A common scam is simply showing the end user a webpage that tells the user they have a computer virus. Scary wording is often used in an attempt to trick the user into panicking and then making a purchase. Simply closing down the web browser would stop the error messages.
You now see this commonly played out on mobile devices with ads that say the user has several viruses found on their phone and they need to install an app to protect their phone. The app is there simply to push ads constantly when you are browsing the web.
Another popular scam going around where from fake antivirus programs. They would be installed on the users computer without the users permission and nearly cripple the computer from functioning. Strong wording would be used such as a keylogger installed that is tracking all the keys entered into the computer or that the persons bank account can now be accessed remotely. There were hundreds of these fake antivirus programs going around a few years back but most of the holes have been patched security wise from Microsoft and thankfully government agencies around the world have cracked down on those making these fake virus programs and those who where marketing them.
Safe Browsing Habits
There is no full proof system out there to product yourself from getting infected with a virus.
The first recommendation is to have an active antivirus client installed.
The next would be to avoid installing software from vendors you do not trust and only install software from trusted sources.
Avoid websites that spawn lot’s of ads.

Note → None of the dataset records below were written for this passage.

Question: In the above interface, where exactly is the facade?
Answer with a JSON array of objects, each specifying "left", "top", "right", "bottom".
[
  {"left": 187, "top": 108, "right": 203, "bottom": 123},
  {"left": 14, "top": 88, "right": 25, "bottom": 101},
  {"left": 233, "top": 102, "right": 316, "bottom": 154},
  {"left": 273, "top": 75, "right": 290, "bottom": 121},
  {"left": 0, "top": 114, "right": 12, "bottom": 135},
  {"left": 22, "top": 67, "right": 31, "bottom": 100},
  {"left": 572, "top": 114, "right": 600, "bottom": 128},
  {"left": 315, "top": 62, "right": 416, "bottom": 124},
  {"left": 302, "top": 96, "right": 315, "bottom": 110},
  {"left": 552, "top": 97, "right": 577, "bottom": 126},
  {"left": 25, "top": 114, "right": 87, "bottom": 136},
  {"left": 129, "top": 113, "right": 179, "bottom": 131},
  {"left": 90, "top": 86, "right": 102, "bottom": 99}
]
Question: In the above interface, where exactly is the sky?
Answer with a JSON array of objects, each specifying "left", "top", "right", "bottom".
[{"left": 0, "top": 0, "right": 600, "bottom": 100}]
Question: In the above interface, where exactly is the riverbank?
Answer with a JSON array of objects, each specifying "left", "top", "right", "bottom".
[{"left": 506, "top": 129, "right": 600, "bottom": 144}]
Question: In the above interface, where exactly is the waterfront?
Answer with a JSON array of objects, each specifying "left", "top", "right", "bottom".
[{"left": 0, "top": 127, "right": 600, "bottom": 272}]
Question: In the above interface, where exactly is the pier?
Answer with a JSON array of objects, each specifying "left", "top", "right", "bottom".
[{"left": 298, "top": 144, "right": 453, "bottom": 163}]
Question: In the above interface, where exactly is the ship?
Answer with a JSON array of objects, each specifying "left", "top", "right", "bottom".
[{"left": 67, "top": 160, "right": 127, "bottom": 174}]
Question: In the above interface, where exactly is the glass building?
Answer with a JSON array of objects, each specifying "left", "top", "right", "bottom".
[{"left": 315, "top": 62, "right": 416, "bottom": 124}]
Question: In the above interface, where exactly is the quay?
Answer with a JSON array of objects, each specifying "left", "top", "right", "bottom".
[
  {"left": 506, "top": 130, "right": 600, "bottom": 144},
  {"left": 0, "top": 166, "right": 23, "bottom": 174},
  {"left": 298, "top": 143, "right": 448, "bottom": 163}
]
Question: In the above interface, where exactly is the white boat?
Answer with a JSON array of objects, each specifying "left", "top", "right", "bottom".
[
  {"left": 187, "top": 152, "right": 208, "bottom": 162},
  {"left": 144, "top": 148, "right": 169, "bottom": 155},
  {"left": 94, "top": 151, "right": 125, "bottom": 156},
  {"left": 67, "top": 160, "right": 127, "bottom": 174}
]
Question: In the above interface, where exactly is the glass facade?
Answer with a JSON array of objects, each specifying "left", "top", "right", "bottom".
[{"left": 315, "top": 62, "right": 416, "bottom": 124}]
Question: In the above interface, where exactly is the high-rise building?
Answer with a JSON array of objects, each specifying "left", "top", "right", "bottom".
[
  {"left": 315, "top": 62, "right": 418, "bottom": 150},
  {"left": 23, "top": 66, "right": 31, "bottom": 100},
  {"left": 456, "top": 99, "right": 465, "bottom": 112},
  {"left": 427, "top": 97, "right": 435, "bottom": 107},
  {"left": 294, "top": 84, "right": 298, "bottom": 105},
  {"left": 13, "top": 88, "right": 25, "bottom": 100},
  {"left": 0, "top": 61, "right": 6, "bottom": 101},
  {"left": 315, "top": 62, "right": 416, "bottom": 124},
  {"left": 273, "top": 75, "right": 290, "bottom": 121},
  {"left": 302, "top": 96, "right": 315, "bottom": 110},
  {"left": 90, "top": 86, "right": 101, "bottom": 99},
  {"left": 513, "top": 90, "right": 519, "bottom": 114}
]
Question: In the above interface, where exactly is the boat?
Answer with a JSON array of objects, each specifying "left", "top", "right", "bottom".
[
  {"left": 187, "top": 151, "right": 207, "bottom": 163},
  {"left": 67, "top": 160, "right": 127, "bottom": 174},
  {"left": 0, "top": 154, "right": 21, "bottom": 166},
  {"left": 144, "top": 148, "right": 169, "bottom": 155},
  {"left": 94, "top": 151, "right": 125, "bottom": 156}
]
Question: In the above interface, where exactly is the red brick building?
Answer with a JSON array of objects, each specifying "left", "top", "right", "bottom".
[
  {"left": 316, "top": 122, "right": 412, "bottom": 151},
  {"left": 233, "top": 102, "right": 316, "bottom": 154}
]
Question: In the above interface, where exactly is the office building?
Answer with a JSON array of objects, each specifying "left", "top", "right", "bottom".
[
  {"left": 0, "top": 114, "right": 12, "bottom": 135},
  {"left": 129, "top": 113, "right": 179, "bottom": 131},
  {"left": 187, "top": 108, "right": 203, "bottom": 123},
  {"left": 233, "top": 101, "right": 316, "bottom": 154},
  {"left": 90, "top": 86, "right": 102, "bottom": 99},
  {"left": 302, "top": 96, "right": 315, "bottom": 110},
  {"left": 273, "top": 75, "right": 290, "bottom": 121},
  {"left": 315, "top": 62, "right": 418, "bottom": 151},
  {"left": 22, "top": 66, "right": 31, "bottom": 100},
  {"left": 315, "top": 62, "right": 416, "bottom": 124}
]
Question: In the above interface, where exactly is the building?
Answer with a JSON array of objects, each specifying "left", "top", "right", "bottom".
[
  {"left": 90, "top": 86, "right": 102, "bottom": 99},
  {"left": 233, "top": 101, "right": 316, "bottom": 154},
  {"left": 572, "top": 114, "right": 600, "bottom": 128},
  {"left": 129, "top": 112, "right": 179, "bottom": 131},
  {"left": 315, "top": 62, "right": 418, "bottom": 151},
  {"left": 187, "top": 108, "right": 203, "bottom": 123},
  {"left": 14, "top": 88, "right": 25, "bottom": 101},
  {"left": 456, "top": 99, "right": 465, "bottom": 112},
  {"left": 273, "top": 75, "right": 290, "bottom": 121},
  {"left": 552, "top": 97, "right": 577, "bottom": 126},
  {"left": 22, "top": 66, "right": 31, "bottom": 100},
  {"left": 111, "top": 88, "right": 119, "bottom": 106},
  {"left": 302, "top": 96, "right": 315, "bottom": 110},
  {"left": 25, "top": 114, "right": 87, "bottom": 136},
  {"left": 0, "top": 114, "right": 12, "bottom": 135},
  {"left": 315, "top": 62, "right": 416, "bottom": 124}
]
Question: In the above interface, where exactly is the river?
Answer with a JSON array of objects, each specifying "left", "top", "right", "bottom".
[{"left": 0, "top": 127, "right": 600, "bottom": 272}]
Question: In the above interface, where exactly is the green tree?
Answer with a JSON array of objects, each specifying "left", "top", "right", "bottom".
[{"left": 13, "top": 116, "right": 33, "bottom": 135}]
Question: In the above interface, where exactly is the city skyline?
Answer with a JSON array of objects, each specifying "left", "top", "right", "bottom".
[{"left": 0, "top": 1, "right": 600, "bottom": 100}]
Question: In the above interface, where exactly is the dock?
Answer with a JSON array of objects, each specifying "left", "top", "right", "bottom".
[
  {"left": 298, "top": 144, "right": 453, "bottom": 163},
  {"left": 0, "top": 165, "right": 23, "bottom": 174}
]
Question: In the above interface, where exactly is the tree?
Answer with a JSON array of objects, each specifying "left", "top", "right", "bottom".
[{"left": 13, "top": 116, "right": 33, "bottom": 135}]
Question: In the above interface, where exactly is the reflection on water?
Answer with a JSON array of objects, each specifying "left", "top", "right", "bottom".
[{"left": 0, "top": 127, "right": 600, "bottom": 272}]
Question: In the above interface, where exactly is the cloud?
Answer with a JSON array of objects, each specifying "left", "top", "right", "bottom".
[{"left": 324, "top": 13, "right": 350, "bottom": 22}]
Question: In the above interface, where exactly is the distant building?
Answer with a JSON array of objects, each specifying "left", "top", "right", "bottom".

Porn sites are a lot cleaner than they used to be but they still can carry lot’s of malicious code.
Keep your plugging and extension updated and remove those you no longer use.
Keep your web browser updated and if you still use flash be sure to always have that updated and remove the old flash version.
When checking e-mail avoid opening attachments unless you fully trust the source and even then take caution as that persons e-mail account could of been hacked.
2 Step Authentication
Many e-mail services and social accounts as well as banks now allow for 2 Step authentication. This in it’s simplest terms means you need to have 2 pieces of information to gain access to the system.
Often times this will be your password as well as a security code found that is unique to you that rotates every minute. This is often stored on the end users phone.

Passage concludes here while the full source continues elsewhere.